Di Jepang, makan siang bergizi bukan sekadar pemenuhan kebutuhan nutrisi para siswa, melainkan pembelajaran. Itulah sebabnya program ini masuk dalam jam pelajaran, bukan dilakukan waktu istirahat.
Aiba menjelaskan, jika program makan siang bergizi dilakukan seperti istirahat, para siswa tak akan memaknai program itu sebagai sesuatu yang penting. Anak-anak akan makan asal-asalan, tidak mengikuti panduan, termasuk bagaiaman mengunyah makanan dengan baik.
Waktu untuk makan siang di sekolah selama 45 menit sama dengan satu jam pelajaran.

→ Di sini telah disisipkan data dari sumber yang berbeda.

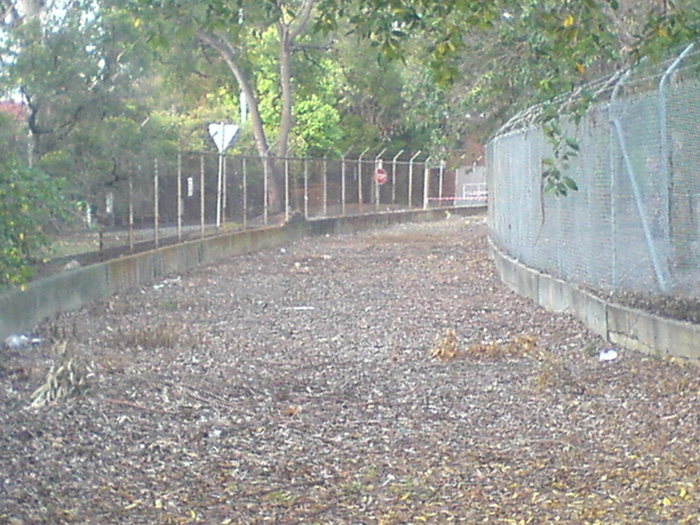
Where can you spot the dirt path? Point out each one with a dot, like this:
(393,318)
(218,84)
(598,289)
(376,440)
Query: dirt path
(297,385)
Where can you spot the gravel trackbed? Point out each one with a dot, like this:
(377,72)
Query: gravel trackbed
(385,377)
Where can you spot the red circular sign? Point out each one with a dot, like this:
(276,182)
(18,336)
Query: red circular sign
(380,176)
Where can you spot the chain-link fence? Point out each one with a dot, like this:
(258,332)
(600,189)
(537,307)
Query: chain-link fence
(188,195)
(634,224)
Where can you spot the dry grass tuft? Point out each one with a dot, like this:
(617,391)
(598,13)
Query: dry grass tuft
(150,337)
(67,380)
(520,346)
(445,348)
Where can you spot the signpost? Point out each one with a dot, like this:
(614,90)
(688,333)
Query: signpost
(380,176)
(223,135)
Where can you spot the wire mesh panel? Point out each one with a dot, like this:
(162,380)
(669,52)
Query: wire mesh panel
(634,223)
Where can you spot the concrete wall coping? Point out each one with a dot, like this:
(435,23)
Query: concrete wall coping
(628,327)
(22,310)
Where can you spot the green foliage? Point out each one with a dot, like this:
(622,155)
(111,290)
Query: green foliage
(554,177)
(30,202)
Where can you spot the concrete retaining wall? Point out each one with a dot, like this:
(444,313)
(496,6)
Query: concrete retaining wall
(627,327)
(20,311)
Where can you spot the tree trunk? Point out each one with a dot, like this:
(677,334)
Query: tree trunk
(275,188)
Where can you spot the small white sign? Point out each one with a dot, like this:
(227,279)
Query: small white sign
(222,134)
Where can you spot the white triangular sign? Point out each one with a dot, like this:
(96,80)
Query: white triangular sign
(222,134)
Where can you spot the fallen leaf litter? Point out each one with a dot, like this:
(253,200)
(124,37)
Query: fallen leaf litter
(380,377)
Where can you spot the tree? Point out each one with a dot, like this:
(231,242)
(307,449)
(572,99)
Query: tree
(229,28)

Jika diperinci, 2 menit untuk penyajian, 25-30 menit makan siang, dan sisanya membersihkan tempat makan.
Selain itu, sebelum makan siang berlangsung, ada pelajaran yang disampaikan oleh guru gizi mengenai nutrisi atau hal lain yang terkait dengan program tersebut.

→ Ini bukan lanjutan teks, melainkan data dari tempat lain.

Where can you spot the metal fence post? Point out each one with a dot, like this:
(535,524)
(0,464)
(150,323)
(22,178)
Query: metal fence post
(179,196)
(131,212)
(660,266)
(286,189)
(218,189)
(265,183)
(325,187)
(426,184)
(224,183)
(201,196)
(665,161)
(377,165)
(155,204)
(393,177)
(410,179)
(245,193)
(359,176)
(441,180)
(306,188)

Setiap waktu, lanjut Aiba, program makan siang bergizi dievaluasi guna mencapai tujuan utama. Ada beberapa masalah yang kerap dihadapi salah satunya ada makanan yang terbuang.
Setiap permasalahan tersebut diteliti untuk dicarikan jalan keluarnya. Aiba mencontohkan, melalui penelitian ditemukan penyebab mengapa ada siswa SD yang tak menghabiskan makanan yakni ketidakserasian dalam menyantap makanan, seperti terlalu banyak memakan lauk sementara nasinya tersisa.